They may be teenagers, but 17-year-old Brittany Bull and 16-year-old Sesam Mngqengqiswa have grand ambitions — to launch Africa’s first private satellite into space.
They are part of a team of high school girls from Cape Town, South Africa, who have designed and built payloads for a satellite that will orbit over the Earth’s poles scanning Africa’s surface.

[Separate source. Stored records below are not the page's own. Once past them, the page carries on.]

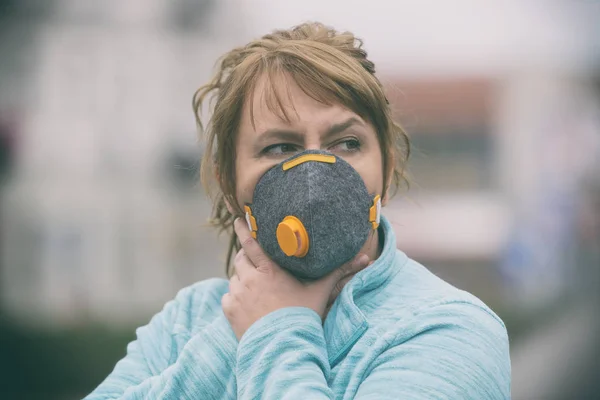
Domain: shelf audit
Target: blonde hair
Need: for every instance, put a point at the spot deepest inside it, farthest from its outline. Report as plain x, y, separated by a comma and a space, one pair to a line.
330, 67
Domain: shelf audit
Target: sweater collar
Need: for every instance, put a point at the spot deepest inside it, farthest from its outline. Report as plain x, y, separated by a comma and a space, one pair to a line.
345, 322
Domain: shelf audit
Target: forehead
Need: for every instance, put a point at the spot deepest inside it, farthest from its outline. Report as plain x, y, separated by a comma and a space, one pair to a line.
277, 101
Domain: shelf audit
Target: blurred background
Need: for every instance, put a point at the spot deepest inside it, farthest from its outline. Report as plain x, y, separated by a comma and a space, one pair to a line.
102, 219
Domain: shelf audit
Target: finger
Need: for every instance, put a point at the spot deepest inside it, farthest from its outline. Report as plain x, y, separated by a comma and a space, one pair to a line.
253, 250
242, 264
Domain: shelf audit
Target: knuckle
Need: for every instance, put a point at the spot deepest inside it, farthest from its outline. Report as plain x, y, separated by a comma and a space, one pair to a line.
248, 242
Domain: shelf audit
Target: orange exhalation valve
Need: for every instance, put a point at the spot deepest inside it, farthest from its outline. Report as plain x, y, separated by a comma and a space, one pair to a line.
292, 237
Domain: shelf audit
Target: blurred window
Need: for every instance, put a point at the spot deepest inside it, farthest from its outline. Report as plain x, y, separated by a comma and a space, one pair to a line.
449, 125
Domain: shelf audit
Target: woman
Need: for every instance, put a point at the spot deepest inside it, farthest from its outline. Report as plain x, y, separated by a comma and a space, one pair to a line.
301, 126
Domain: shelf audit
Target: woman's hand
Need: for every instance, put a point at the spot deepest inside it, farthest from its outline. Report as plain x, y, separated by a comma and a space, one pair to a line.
260, 286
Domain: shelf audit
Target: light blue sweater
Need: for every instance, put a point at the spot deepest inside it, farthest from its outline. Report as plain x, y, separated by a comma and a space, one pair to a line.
395, 332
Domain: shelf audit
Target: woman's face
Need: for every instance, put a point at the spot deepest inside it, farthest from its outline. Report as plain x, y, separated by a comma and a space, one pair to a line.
312, 126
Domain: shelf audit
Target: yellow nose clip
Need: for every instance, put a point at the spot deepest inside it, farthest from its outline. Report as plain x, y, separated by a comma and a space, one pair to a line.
292, 237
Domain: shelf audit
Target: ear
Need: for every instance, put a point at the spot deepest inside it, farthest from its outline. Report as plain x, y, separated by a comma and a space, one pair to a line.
389, 180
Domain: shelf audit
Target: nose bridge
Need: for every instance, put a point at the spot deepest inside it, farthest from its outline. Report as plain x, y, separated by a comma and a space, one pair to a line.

Once in space, the satellite will collect information on agriculture and food security within the continent.
Using the data transmitted, “We can try to determine and predict the problems Africa will be facing in the future,” explained Bull, a student at Pelican Park High School.

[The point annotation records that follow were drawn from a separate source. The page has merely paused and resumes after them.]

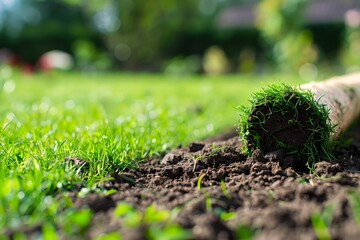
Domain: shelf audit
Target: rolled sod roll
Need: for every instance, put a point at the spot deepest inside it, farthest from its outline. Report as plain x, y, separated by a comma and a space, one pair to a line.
303, 121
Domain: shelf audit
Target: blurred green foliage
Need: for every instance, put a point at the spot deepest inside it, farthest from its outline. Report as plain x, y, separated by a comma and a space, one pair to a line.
281, 24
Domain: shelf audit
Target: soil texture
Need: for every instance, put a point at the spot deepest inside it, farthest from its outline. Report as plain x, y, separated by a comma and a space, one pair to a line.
265, 196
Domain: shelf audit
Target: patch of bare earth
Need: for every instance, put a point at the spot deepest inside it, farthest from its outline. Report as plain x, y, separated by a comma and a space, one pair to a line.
266, 193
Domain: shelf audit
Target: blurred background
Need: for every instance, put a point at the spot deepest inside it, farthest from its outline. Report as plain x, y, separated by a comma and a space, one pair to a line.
181, 37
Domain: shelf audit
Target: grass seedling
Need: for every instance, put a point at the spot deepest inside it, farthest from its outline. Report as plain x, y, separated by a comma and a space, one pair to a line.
321, 222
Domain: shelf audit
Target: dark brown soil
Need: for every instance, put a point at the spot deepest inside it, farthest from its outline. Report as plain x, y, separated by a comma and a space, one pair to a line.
272, 199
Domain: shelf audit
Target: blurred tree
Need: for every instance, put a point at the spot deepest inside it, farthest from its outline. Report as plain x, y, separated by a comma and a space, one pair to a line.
141, 33
280, 22
32, 27
350, 57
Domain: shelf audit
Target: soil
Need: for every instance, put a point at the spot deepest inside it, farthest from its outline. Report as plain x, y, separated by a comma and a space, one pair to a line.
273, 199
267, 198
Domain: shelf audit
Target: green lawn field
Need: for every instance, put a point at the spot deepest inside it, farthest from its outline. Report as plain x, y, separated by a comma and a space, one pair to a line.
112, 121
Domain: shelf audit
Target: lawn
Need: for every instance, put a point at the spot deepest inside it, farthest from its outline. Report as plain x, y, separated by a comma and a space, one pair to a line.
111, 122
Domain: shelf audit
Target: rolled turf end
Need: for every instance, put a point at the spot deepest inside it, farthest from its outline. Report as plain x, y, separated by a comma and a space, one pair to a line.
285, 118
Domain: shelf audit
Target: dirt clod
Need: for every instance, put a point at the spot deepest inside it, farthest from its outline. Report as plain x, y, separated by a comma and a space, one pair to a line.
266, 196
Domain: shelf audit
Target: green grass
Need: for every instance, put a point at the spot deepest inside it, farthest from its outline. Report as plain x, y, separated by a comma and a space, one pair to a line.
113, 121
283, 117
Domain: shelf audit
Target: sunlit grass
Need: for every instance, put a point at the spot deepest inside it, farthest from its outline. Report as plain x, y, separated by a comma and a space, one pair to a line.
112, 121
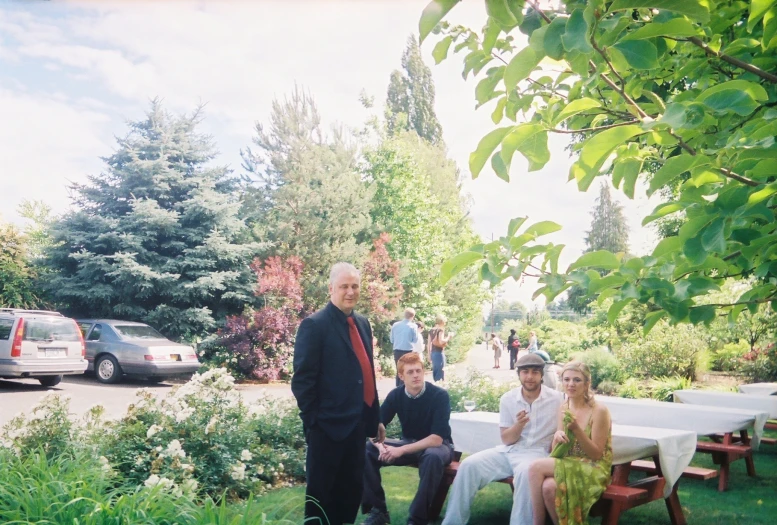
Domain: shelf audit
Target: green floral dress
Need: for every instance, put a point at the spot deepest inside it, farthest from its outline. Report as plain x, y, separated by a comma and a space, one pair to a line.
579, 480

“Where our food is growing, where we can plant more trees and vegetation and also how we can monitor remote areas,” she said. “We have a lot of forest fires and floods, but we don’t always get out there in time. “Information received twice a day will go towards disaster prevention.”
The girls’ work is part of a project by South Africa’s Meta Economic Development Organization (MEDO) working with Morehead State University in the U.S.
Ambitious First
The girls (14 in total) are being trained by satellite engineers from Cape Peninsula University of Technology in a bid to encourage more African women into STEM (science, technology, engineering, mathematics) programs.
The satellite is scheduled to launch in May 2017, and if successful, it will make MEDO the first private company in Africa to build a satellite and send it into orbit.
“We expect to receive a good signal, which will allow us to receive reliable data,” declared an enthusiastic Mngqengqiswa, of Philippi High School. “In South Africa, we have experienced some of the worst floods and droughts and it has really affected the farmers very badly.”
By 2020 80 percent of jobs will be related to STEM, MEDO predicts, but currently only 14 percent of the STEM workforce globally are women. An El Niño-induced drought led to a shortfall of 9.3 million tons in southern Africa’s April 2016 maize production, according to a UN report.
South Africa is expected to import between 3 million and 4 million tons of maize to meet its shortfall this year.
“It has caused our economy to drop. … This is a way of looking at how we can boost our economy,” Mngqengqiswa said.